La littérature semble être le seul échappatoire à sa captivité. Il pense à ses lectures pour tenter de trouver des réponses. Il pense notamment à sa lecture de La guerre de la fin du monde de Mario Vargas Llosa. Et le narrateur de s’interroger :

« Est-ce qu’ils lisent des livres, ces gens qui nous tourmentent ? Non, certainement non, ils ne s’intéressent qu’à ce qui conforte leur rhétorique fanatique, ils rejettent sans réfléchir tout ce qui n’entretient pas leurs folles certitudes, ils ne donnent aucune chance aux questions, car réflexion peut être doute, et leur demeure mentale si fragile s’ébranlerait s’ils laissaient paraître les moindres lésions ».

L’anti-héros aura à plusieurs reprises des envies de se révolter, mais ne le fera pas car il est traversé par une forme de fatalisme qui le fera renoncer. Même si vers la fin du roman, il finit par affronter Ethman, dans un courage insensé.

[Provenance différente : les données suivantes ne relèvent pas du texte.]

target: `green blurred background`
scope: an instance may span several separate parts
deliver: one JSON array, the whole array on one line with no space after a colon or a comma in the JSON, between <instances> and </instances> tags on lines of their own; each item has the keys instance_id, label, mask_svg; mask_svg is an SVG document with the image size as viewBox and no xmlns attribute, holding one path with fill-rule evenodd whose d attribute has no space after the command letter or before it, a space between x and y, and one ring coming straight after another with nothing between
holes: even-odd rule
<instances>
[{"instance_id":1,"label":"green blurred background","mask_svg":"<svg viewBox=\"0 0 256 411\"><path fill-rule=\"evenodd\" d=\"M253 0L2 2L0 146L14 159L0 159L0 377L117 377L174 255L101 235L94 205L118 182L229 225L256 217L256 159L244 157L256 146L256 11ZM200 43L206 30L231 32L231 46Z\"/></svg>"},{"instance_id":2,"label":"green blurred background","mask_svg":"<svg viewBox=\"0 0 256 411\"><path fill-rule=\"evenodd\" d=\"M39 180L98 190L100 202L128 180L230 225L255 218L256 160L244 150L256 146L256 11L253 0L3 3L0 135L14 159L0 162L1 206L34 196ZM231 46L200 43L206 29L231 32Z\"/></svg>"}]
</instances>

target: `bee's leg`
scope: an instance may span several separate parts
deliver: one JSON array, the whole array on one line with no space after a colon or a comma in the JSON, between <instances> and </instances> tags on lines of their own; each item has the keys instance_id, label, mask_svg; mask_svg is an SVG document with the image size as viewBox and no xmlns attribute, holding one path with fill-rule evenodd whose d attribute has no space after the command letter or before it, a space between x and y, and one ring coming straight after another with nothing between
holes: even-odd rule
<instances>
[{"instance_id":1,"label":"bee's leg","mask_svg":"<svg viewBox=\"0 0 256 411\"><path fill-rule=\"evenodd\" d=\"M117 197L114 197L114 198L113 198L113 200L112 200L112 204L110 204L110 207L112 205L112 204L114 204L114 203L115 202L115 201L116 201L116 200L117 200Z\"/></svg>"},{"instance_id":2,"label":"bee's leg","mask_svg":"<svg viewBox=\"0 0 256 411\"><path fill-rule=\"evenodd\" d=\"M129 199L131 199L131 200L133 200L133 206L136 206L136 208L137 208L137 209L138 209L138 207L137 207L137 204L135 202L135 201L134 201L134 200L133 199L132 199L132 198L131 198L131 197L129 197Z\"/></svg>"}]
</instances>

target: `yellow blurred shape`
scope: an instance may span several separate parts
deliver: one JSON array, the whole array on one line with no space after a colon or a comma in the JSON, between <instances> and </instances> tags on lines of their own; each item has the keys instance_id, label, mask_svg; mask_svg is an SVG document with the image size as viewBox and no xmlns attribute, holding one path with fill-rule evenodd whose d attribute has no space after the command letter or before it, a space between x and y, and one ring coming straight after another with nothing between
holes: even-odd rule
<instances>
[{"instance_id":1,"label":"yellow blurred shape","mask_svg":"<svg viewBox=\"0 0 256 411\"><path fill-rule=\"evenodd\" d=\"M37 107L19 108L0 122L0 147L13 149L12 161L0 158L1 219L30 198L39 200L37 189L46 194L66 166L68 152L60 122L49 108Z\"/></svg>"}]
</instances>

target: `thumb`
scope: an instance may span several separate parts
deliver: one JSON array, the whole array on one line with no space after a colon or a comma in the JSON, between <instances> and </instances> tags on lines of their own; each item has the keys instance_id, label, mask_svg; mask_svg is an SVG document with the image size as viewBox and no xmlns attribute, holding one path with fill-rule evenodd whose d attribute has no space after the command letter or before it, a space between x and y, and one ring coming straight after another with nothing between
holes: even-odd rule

Chose étrange, Beyrouk crée une grande frustration à ce moment précis, car il ne nous dit pas si l’anti-héros survit de ce face à face ou pas.

Je suis seul, est un roman qui est passé un peu inaperçu en cette rentrée littéraire, mais il s’agit à l’évidence d’un grand livre qui trouvera son lectorat. Il est publié dans une très belle collection des éditions tunisiennes Elyzad. Un bel hymne à l’amour.